Einde inhoudsopgave
Overeenkomst betreffende het Internationale Monetaire Fonds
Schema E Verkiezing van Bewindvoerders
Geldend
Geldend vanaf 01-04-1978
- Bronpublicatie:
03-05-1976, Trb. 1977, 40 (uitgifte: 01-01-1977, kamerstukken/regelingnummer: -)
- Inwerkingtreding
01-04-1978
- Bronpublicatie inwerkingtreding:
21-06-1978, Trb. 1978, 80 (uitgifte: 01-01-1978, kamerstukken/regelingnummer: -)
- Vakgebied(en)
Financieel recht / Financieel toezicht (juridisch)
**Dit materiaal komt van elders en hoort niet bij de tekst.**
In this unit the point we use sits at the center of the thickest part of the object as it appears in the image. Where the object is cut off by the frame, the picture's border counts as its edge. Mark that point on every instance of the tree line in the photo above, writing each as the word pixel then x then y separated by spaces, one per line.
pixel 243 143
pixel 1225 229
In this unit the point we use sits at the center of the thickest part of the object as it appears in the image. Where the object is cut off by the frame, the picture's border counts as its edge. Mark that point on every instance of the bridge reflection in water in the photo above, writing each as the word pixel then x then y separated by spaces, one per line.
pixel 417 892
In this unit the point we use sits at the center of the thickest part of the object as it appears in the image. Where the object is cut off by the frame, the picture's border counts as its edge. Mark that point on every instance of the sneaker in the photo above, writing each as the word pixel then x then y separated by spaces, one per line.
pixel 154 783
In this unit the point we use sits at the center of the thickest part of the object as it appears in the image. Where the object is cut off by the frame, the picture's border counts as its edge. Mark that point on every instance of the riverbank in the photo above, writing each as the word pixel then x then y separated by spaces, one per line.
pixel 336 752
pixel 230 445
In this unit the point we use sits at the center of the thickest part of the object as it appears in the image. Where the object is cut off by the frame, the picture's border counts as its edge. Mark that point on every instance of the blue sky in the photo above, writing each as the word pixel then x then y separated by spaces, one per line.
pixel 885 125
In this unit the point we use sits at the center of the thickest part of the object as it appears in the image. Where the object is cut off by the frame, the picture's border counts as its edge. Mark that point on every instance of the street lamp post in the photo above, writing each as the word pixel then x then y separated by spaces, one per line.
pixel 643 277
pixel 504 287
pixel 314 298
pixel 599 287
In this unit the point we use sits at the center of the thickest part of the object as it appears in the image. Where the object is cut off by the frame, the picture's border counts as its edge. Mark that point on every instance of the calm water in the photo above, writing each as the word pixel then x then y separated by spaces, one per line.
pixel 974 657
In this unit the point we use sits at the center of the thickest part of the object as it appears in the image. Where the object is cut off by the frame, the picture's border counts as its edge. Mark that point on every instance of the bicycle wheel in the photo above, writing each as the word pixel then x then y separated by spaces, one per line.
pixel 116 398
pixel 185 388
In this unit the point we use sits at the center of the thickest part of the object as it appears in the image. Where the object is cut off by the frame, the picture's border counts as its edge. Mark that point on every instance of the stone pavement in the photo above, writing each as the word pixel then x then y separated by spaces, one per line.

Internationaal publiekrecht / Bijzondere onderwerpen
1
De verkiezing van de te kiezen Bewindvoerders vindt plaats bij stemming van de Bestuurders die het recht hebben te stemmen.
2
Bij het stemmen voor de te kiezen Bewindvoerders, brengt ieder der stemgerechtigde Bestuurders op een persoon alle stemmen uit, waarop hij volgens artikel XII, sectie 5(a) recht heeft. De vijftien personen waarop het grootste aantal stemmen is uitgebracht, zijn Bewindvoerders, met dien verstande dat een persoon die minder dan vier procent van het totale uit te brengen stemmenaantal behaalt (gerechtigde stemmen), niet als gekozen wordt beschouwd.
3
Wanneer bij de eerste stemming geen vijftien personen zijn gekozen, vindt een tweede stemming plaats, waarbij slechts stemmen
- (a)
de Bestuurders die bij de eerste stemming hun stem hebben uitgebracht op een niet-gekozen persoon en
- (b)
de Bestuurders wier stemmen voor een gekozen persoon
overeenkomstig paragraaf 4 hieronder worden geacht het aantal op die persoon uitgebrachte stemmen te hebben gebracht boven de negen procent van de gerechtigde stemmen. Indien er bij de tweede stemming meer kandidaten zijn dan het aantal te kiezen Bewindvoerders, is de persoon die het laagste aantal stemmen ontving bij de eerste stemming, niet verkiesbaar.
4
Bij het vaststellen of de stemmen die door een Bestuurder zijn uitgebracht, moeten worden geacht het totaal voor een persoon boven de negen procent van de gerechtigde stemmen te hebben gebracht, wordt dit percentage geacht te omvatten: ten eerste de stemmen van de Bestuurder die het grootste aantal stemmen op die persoon heeft uitgebracht, vervolgens de stemmen van de Bestuurder die het op een na grootste aantal heeft uitgebracht, enz., totdat negen procent is bereikt.
5
Iedere Bestuurder van wiens stemmen een gedeelte in aanmerking moet worden genomen om het totaal, op enige persoon uitgebracht, boven de vier procent te brengen, wordt geacht al zijn stemmen op die persoon uit te brengen, zelfs indien het totale stemmenaantal voor die persoon daardoor de negen procent overschrijdt.
6
Indien na de tweede stemming geen vijftien personen zijn gekozen, zullen verdere stemmingen volgens gelijke beginselen worden gehouden, totdat vijftien personen zijn gekozen, met dien verstande dat, nadat veertien personen zijn gekozen, de vijftiende bij enkelvoudige meerderheid van de resterende stemmen kan worden gekozen en wordt geacht te zijn gekozen met al die stemmen.